The wheelchair pusher and I were starting down the hallway to baggage and I exclaimed in delight, They’ve finally enclosed that!
A few yards later–Oh. No they haven’t.
Why they built that walkway with a chain link wall open to the nighttime temps I do not know. One thing I do know, that young woman got the prettiest hat of all because it was also the warmest.
Swing low, sweet chariot
Monday December 02nd 2024, 8:42 pm
Filed under:
Family
Her favorite part and mine: I spent awhile pushing Lillian on the platform swing. It was wet and a bit heavy from that water, it was covered in needles, I swept it off with my hands as best I could but this is what she wanted to do and she wasn’t about to let any of that stop her.
It’s hanging from a limb of a huge old Western Red cedar tree.
Someone walking her dog on the other side of the fence got the biggest grin as she saw these little feet coming up again and again while a five-year-old voice giggled and counted off the numbers with her grandmother: 20! 20! 21! 21! 22! 22! (I think she skipped 23, but I wasn’t going to quibble.)

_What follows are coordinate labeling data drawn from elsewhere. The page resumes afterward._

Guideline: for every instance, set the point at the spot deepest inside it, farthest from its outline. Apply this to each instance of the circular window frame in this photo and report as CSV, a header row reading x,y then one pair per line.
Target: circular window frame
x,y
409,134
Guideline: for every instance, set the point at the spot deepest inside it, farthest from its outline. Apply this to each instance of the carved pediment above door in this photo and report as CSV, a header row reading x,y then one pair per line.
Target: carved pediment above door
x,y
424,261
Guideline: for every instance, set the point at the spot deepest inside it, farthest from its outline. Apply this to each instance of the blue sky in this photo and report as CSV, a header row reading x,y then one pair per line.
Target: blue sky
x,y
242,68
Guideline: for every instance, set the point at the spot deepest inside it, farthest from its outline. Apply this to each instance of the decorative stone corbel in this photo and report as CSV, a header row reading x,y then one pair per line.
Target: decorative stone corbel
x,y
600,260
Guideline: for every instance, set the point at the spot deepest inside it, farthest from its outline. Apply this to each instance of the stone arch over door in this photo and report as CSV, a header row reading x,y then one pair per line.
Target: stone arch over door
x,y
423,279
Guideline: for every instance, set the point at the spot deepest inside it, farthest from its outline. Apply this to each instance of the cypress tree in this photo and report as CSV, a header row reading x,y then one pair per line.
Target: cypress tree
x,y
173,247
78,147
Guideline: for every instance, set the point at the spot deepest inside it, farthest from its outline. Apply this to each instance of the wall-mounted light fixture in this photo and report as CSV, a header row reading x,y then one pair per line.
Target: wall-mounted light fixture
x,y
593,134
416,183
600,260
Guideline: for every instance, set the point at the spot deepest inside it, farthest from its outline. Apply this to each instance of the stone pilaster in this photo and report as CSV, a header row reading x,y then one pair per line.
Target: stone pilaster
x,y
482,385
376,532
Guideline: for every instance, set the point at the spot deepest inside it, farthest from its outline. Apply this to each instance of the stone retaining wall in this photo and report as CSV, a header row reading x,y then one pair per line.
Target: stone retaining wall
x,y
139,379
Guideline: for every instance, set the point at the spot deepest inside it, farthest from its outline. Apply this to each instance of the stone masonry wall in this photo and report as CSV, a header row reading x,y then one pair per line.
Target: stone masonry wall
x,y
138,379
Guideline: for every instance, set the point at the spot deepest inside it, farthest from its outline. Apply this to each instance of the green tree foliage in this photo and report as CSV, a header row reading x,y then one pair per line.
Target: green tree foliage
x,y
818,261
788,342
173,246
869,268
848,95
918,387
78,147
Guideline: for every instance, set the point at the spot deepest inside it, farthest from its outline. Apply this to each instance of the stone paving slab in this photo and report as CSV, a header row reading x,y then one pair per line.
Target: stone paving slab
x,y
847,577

That swing kept wanting to go just a bit sideways on its way back and there was a scratchy bush there that had grown somewhat in its way this past season, with the angle of the cedar limb aiming for it; I found myself catching the thing again and again and saying, Reset! (Hold high in the air, shift to the left a foot or so, resume count.) Go!
Reset!
24! 24!
I don’t remember how many rounds of 24 we got to. She was absolutely adorable, and I got a real workout.
How much I didn’t know.
Later, I moved her brother who was climbing on her to the other side of me as I cheerfully put myself between them, as one does when little kids are too caught up in their own momentum to do what they should. Reset!
Man, that suitcase was sure heavier and more awkward leaving than it had been coming. Surely those gift bars of chocolate didn’t make that much of a difference.
I’m now doing 10-20 minutes of back stretches every hour or two. My goal is to be able to pick something off the floor without joining it. I will be more mindful of my limitations next time–but I’m almost (almost. Do you hear me reminding myself here) glad I wasn’t these past few days; we had a great time!
Next time, though, (I don’t think she was ever in actual danger of scratching herself on that bush anyway from where she was sitting,) no resets.
Brief interlude
Sunday December 01st 2024, 8:21 pm
Filed under:
Life
We had a great trip. More later. It wasn’t till the drive back to their airport that we suddenly started to feel the germ they’d been getting over when we came (knowing full well and deciding to come anyway.)
We wore masks while traveling. Would have anyway.
Mix that with waking up with my back giving way on me this morning if I tried to stand up, it was a bit of a day and not what I want to be writing about. Lots of back stretches on the floor. Managed to sit up for the first time for half of my Zoom knitting meeting. Finally got some soft food down at 6 pm and that seems to have helped everything.
But we were fine while we were there and got to love on everybody and that’s what I care about.